The Tale of the Tattered Red Sofa
Lessons gleaned and memories unearthed from an imperfect object that I've held onto for over a decade
My fiancé asks cheekily, “why do you still hold on to that thing?”
“That old red sofa? It's more comfortable than these modern ones,” I retort.
In my head I quickly justify that it's good for my ailing back — how it’s some goldilocks ratio of comfort and supportiveness. And the truth is, because it was purchased over two decades ago (after my family’s transcontinental move to Los Angeles), the quality of sofa is objectively better than the keenly-marketed mass-produced furniture of the last 15 years. It was purchased at a (now defunct) local mom-and-pop furniture store1, at a reasonable cost, and used quality materials and leathers.2
But today when the sofa reminded me of its age, I realized my desire to keep it had little to do with its form or function; it was the sofa I grew up on. Turns out this is an object that carries weight to me; it’s an anchor to my family. It connects me to them no matter where they are — it brings me figurative comfort beyond its physical support, a connection that our fast-paced, throwaway, consumer culture threatens to eradicate.
I’d venture that memories embedded in objects like this are the reason why my brother has kept my grandmother’s old floral armchair, or my parents kept her white leather sofa set. Maybe it's why I've subconsciously refused to abandon the red sofa in any of the three moves I've made in the last decade. Or why I felt the need to convince my parents to take the matching love seat that I had no room for.
These mementos unfold past events into the present moment.
This red sofa cushioned my family through countless comedies we still quote to this day. It cradled my brother, fast asleep, as I covered him with our Mom’s hand-knit blanket. It soaked up tears shed from middle-school bullying and high-school heartbreaks. It backed my family as we supported each other. It represents the last time we all lived together under one roof.
“The objects we possess…They tell us things about ourselves that we need to hear in order to keep ourselves from falling apart.” — Mihaly Csikszentmihaly
This morning, when I sat down to start my writing routine, I noticed a crease in the leather that had split into a gash. My initial reaction was feeling as if I had been wounded. And—like new, unworn leather—I stiffened up at the fear of deterioration of something I held onto so deeply. I started cycling through all of the memories the sofa held, but—to my surprise—instead of constriction I felt my muscles relax as acceptance and gratitude slowly washed over me. Old red had bolstered me once again.
This sofa has a quarter of a lifetime ingrained in its leather. Its cracks and creases represent a life well-lived. The growing number of wrinkles mirror the laugh and frown lines furrowed in my parents’ faces. And its most recent imperfection is another beautiful yet poignant memory embedded in this well-worn good.

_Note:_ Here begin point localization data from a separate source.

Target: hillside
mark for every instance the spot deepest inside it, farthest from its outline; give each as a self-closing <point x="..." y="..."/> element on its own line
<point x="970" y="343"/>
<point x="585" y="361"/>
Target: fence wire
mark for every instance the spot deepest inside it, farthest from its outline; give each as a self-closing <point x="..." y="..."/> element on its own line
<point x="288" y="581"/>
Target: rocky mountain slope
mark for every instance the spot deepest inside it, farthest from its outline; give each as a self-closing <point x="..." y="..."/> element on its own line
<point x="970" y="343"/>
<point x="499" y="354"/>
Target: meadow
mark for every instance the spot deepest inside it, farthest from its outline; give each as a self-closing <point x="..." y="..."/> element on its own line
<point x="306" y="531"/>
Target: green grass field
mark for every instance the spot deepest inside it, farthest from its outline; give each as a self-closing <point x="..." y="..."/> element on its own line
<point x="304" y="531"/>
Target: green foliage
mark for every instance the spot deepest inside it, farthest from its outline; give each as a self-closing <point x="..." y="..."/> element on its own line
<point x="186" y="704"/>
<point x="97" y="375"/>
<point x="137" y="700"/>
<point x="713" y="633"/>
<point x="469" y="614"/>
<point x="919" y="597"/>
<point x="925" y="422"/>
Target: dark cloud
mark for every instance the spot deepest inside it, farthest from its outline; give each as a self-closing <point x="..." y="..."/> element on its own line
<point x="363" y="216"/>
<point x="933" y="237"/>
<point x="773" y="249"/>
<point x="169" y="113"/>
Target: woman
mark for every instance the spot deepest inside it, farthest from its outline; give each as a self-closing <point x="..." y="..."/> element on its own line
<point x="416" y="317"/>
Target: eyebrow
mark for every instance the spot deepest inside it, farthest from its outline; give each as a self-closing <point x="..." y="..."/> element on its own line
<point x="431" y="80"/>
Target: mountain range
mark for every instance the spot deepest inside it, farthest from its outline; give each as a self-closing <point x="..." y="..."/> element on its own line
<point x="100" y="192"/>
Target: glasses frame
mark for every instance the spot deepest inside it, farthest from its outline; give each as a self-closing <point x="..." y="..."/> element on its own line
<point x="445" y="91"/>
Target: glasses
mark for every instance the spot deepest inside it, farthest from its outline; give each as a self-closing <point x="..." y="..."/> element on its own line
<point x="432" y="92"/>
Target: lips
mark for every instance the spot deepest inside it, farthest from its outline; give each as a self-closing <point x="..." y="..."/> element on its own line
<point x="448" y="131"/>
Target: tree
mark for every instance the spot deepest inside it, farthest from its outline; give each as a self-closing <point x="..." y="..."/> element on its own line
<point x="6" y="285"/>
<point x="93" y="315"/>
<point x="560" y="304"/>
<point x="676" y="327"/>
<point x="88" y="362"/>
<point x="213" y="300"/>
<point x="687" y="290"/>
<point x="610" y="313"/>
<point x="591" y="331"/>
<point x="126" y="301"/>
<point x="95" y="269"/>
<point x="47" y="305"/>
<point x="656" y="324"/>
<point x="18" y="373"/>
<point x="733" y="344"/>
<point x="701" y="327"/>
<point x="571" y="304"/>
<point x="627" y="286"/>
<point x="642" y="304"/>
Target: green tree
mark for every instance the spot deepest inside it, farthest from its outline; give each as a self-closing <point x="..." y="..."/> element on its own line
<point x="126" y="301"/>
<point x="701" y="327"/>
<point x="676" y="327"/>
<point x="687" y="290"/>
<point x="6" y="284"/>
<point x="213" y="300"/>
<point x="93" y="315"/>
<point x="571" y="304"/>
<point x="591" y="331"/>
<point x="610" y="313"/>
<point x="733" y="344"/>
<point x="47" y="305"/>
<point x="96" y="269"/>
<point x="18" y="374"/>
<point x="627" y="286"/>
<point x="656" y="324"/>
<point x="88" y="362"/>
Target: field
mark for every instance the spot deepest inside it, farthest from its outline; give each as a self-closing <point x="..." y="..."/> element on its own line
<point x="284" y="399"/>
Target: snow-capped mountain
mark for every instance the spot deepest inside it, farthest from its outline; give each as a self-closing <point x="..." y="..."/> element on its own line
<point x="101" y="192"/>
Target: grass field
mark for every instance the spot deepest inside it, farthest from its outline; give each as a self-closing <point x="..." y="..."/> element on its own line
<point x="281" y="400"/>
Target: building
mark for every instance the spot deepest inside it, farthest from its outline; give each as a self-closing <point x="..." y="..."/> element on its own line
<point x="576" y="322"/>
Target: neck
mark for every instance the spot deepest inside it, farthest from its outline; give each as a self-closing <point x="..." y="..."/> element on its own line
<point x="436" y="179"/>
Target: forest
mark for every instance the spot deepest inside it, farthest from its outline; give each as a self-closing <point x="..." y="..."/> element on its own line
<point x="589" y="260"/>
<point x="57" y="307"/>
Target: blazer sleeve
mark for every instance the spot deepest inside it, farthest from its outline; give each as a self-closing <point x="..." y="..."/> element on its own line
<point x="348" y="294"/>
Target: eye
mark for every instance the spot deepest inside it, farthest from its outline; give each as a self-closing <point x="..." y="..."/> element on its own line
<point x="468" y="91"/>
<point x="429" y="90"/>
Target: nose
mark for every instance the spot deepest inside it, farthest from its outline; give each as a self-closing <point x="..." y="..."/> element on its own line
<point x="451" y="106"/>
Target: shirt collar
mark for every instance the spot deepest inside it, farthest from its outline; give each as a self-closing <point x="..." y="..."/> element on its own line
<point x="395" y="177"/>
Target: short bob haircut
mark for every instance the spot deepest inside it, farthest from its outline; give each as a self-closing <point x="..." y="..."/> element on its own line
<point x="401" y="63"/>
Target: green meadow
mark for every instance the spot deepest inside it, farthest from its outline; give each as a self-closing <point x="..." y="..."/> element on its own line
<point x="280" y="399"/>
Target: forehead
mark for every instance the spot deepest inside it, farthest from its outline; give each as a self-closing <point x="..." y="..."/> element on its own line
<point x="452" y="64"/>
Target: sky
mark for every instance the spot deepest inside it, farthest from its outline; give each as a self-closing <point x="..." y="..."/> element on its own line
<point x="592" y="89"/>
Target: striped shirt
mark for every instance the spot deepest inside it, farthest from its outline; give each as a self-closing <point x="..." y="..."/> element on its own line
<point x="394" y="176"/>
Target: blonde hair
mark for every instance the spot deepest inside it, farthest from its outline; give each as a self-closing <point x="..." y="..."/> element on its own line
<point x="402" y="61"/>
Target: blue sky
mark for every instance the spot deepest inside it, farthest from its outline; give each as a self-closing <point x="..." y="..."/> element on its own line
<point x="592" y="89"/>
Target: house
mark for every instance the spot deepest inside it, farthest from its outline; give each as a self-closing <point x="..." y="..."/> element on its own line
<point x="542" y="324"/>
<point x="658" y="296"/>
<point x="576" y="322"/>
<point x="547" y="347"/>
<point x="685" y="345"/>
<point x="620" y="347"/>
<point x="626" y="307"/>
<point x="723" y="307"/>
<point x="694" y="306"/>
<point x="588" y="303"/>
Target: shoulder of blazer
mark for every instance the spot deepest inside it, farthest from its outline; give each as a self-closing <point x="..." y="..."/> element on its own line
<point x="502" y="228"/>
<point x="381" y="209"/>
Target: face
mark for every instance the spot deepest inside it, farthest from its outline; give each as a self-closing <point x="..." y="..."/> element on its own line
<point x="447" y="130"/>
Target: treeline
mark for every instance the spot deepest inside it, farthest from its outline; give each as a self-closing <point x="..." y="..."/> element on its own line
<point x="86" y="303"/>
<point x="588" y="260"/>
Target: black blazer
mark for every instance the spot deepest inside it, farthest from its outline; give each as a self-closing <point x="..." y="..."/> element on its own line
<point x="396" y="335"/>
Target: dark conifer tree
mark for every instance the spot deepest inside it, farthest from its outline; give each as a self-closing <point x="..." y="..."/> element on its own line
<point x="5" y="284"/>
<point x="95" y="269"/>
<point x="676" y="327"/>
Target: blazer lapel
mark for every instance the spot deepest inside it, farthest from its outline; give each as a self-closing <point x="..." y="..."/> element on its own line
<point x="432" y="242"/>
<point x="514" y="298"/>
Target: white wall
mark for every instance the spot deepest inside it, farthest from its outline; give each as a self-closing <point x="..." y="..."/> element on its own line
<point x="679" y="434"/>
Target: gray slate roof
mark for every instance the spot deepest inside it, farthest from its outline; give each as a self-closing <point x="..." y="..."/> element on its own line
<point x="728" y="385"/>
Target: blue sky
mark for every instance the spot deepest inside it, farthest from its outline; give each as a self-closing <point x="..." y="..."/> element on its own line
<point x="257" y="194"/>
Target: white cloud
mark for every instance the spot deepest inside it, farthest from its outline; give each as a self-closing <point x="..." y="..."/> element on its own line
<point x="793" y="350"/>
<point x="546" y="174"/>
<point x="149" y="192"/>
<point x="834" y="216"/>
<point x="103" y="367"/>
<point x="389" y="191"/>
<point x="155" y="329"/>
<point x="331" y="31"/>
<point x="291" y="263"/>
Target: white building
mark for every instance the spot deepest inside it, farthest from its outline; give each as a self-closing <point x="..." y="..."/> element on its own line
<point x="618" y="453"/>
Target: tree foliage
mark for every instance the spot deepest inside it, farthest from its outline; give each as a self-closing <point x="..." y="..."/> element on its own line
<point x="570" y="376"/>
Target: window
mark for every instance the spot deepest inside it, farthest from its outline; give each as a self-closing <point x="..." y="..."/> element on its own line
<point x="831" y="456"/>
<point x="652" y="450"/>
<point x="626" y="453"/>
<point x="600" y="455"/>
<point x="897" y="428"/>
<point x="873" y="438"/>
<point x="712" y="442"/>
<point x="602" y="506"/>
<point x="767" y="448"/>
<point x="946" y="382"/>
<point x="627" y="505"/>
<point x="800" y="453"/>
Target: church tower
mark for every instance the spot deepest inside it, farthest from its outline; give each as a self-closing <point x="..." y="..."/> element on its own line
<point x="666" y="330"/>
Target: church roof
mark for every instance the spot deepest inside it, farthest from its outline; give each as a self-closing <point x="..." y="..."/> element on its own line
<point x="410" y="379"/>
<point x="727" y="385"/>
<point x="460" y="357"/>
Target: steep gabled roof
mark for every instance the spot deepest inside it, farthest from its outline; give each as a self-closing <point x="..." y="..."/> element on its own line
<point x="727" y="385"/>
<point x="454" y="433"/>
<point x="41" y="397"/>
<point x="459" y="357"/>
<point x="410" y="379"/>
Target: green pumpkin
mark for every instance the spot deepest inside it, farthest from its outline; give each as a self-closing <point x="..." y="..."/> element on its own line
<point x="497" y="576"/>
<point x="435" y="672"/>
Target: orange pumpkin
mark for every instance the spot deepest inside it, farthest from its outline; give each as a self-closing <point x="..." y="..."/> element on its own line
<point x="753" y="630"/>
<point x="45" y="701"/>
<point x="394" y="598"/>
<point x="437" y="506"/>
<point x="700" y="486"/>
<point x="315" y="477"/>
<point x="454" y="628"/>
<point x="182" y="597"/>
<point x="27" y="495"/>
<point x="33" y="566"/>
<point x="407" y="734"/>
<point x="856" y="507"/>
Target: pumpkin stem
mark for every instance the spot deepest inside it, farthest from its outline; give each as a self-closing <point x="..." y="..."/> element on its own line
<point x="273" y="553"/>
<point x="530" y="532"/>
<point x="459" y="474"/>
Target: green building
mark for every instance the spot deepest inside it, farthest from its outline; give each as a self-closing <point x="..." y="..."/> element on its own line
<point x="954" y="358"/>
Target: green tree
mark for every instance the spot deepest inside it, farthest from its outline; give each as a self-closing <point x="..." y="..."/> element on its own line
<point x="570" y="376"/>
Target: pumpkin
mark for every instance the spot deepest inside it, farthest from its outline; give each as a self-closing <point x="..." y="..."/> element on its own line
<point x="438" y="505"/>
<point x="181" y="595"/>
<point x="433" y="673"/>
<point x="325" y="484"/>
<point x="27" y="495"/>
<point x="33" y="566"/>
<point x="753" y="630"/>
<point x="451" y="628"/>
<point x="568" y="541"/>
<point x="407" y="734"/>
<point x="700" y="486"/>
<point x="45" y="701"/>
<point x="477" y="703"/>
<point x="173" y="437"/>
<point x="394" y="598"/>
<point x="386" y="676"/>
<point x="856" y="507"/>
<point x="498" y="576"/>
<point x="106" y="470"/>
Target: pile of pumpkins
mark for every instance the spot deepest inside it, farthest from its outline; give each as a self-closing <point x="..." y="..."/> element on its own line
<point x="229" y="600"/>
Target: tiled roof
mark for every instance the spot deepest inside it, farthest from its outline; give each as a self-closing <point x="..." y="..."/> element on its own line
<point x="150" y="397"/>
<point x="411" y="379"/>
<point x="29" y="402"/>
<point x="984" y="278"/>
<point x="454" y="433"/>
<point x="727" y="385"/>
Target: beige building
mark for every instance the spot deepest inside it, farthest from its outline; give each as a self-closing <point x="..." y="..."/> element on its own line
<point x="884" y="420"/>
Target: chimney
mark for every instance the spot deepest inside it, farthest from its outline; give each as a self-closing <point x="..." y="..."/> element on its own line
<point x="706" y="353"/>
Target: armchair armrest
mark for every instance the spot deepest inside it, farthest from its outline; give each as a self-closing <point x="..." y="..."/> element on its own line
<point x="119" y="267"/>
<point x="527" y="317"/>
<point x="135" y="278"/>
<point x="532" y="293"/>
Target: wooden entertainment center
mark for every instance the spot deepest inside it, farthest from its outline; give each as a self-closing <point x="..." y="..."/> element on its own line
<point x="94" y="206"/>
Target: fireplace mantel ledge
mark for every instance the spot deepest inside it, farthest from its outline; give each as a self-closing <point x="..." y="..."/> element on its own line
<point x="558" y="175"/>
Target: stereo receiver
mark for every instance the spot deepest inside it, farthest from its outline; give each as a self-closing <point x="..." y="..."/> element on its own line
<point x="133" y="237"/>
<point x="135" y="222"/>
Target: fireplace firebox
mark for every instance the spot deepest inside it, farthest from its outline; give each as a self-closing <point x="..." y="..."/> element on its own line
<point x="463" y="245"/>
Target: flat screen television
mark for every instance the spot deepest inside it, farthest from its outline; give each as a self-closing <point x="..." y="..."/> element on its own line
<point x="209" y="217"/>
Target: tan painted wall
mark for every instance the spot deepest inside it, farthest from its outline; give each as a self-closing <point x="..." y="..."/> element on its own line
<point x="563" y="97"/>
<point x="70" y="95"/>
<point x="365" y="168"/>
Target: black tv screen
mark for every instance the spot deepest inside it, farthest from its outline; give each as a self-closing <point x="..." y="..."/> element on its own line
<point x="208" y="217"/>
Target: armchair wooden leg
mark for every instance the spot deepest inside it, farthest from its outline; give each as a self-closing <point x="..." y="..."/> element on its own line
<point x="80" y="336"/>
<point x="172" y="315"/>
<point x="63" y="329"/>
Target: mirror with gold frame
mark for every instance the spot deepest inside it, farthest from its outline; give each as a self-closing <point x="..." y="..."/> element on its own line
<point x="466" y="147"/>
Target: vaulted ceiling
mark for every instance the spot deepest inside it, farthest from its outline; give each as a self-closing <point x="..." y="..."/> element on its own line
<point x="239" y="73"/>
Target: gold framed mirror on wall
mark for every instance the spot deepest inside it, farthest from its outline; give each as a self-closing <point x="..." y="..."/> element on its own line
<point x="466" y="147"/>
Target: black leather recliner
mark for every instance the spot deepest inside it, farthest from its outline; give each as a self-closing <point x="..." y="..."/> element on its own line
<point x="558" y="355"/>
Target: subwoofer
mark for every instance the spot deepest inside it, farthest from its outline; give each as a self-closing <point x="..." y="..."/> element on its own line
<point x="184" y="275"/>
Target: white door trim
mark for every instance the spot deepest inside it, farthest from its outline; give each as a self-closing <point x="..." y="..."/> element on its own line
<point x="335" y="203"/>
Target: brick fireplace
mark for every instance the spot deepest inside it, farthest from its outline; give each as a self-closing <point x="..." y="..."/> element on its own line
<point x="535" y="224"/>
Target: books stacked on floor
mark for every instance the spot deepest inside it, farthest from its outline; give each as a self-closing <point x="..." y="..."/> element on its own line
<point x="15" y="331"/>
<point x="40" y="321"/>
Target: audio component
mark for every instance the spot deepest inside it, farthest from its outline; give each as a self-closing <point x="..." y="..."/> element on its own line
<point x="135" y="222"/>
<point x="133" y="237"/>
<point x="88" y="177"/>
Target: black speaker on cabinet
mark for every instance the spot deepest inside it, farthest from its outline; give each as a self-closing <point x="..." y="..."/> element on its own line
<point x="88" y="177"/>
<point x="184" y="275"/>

I can choose to see the scars in the sofa as reminders of experiences; just like the slightly discolored skin on my knees from the scrapes when I fell learning how to ride a bike in my family’s backyard. Maybe 20 years from now I’ll look back at this tear in the sofa and remember it as the place where I started my writing habit.
My fiancé, Meagan, bought this beautiful mid century-modern teal sectional less than five years ago that we are already talking about replacing because of its sagging springs and deflating bolsters. Paralleling similar stories, we realized how this new mass-produced sofa wasn’t made to last or be repaired. That we’d be told—like I was when I took my recently acquired 1950s sewing machine in for repairs3—that we’re better off replacing the sofa then trying to get it fixed.
When we discard disrepaired objects, or seek only immaculate items — aren’t we subconsciously telling ourselves that we are intolerant of imperfections in ourselves and others? A well-worn thing should be tattered — it’s a proud sign of usage. When goods aren’t built to last—and be kept—we inadvertently lose objects that moor us to memories that make up our identities.
Is there a seemingly mundane object hiding in plain sight nearby that anchors you to a special memory — some hand-me-down that you’ve been subconsciously holding onto?
Not screen-shopped on Amazon, Wayfair, or marveled at in some ad seen on TikTok.
Essentially it’s not of the direct-to-consumer, drop-ship, Instagram-era of sofas that are “constructed of sawdust compressed and bonded with cheap glue, simple brackets in place of proper joinery, substandard spring design, [and] flimsy foam.” (via: Why Are (Most) Sofas So Bad?)
When my local sewing machine and vacuum repair man handed me back my fixed-up vintage sewing machine, he remarked how things used to be built to last and how he would tell customers it’s not worth trying to repair their modern, plastic sewing machines, and it probably just makes more sense to buy a new one.
Excellent story that pulls on my heartstrings! Plus, that sofa really ties the room together!